September 19, 2017
"SpongeBob SquarePants," objectively the best television show – animated or not – in the history of television through its first five seasons, will be celebrated in Philadelphia and other places across the country this coming year, assuming people *actually* show up.
You may have noticed a series of events popping up on your Facebook timeline the past week or so that ask participants to show up at a time and place and recreate one of the more iconic moments from the Nickelodeon show.

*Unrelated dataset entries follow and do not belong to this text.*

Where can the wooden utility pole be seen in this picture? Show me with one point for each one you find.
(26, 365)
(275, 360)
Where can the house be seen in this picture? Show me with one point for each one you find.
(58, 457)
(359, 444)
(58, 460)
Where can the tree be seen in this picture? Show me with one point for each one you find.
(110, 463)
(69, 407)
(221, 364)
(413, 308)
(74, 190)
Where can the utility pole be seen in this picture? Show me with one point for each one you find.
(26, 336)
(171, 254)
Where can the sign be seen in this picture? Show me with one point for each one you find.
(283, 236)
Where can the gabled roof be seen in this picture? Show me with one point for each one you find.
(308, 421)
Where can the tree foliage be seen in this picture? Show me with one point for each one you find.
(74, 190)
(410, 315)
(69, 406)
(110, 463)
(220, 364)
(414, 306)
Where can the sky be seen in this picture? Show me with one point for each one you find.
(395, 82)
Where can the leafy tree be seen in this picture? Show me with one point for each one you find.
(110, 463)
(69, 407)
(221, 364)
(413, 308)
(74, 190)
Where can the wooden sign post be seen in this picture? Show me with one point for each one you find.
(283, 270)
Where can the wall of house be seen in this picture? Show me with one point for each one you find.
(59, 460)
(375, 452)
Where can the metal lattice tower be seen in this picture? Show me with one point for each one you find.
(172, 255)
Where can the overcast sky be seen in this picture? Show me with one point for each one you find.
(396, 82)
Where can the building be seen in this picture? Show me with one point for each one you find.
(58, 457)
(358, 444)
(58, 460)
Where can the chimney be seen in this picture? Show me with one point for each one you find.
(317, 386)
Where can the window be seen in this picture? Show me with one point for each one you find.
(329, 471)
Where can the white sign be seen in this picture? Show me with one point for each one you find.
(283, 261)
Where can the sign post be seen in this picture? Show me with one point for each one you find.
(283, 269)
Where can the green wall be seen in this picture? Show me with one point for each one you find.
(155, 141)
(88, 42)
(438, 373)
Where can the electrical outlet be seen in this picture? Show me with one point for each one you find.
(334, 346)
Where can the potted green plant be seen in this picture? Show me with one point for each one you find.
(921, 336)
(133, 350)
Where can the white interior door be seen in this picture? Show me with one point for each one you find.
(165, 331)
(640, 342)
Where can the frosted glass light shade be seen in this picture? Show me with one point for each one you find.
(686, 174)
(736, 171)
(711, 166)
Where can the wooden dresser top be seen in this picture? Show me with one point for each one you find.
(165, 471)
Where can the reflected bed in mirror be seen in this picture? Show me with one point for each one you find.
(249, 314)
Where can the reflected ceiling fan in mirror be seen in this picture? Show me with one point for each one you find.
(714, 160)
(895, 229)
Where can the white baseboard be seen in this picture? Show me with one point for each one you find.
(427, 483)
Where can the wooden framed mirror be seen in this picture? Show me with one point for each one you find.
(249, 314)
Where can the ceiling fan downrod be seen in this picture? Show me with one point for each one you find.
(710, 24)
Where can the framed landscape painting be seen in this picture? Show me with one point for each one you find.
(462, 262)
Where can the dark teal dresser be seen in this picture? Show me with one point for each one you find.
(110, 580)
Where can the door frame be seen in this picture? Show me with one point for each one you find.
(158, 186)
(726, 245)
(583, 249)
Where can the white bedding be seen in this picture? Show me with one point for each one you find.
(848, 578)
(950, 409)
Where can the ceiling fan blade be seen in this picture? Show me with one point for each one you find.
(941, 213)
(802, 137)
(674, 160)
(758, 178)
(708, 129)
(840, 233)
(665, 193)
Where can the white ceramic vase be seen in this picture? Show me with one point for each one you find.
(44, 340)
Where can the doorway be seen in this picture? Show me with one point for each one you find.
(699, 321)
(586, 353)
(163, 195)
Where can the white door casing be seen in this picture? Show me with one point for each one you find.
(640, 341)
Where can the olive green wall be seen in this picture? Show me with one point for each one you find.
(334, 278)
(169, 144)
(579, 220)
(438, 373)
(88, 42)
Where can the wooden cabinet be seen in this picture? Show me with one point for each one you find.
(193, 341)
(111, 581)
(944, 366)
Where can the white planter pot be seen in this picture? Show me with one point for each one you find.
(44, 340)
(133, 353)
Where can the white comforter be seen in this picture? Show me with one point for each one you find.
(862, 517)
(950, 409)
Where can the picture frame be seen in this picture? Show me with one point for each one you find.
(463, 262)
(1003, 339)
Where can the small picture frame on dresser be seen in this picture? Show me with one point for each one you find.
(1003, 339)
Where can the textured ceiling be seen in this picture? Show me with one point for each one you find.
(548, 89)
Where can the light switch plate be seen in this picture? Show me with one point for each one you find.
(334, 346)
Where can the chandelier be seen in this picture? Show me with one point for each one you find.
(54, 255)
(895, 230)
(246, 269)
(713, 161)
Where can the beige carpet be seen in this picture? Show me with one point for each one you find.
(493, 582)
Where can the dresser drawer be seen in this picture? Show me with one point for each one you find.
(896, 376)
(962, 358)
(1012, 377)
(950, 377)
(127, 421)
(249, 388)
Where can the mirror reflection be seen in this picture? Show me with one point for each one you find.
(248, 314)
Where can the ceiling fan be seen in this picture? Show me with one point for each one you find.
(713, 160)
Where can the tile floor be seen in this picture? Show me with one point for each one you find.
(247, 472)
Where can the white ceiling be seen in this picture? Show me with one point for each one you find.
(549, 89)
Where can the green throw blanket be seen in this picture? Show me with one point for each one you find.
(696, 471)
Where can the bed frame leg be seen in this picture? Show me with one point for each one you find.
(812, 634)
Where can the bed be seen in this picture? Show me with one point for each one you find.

In Philly, an event planned for Oct. 14 asks those attending to show up at City Hall and do the victory screech from "The Algae's Always Greener" episode of season three. The event description reads:
Let's take our pride and put it at city hall while we all start yelling "victory screech!!" And then doing the screech.
Similar delightful nonsense is set, at least online, in New York, where attendees are asked to run around Central Park declaring SpongeBob's signature motto, "I'm ready," and in Maryland, where there are plans to recreate the seven-mile spanking machine.
Of course, it's more likely that no one, or hardly anyone at all, shows up to these events. They're probably the product of meme culture and nostalgia intersecting. You click "attending" because it's funny for your Facebook friends to see you're going to the seven-mile spanking machine from the show you watched as a kid, just as you would a birthday party or concert. It's not as out there as "Drive your car off the Ben Franklin Bridge for Harambe," but it's in the same realm.
But wouldn't it be great if people did show up? If the 500 people who said they'll do the victory screech at City Hall confused everyone downtown for a few minutes one afternoon? If a thousand people actually ran around screaming "I'm ready" for four hours in New York's biggest park? Considering all that's wrong in the world, we can only hope something so right takes place.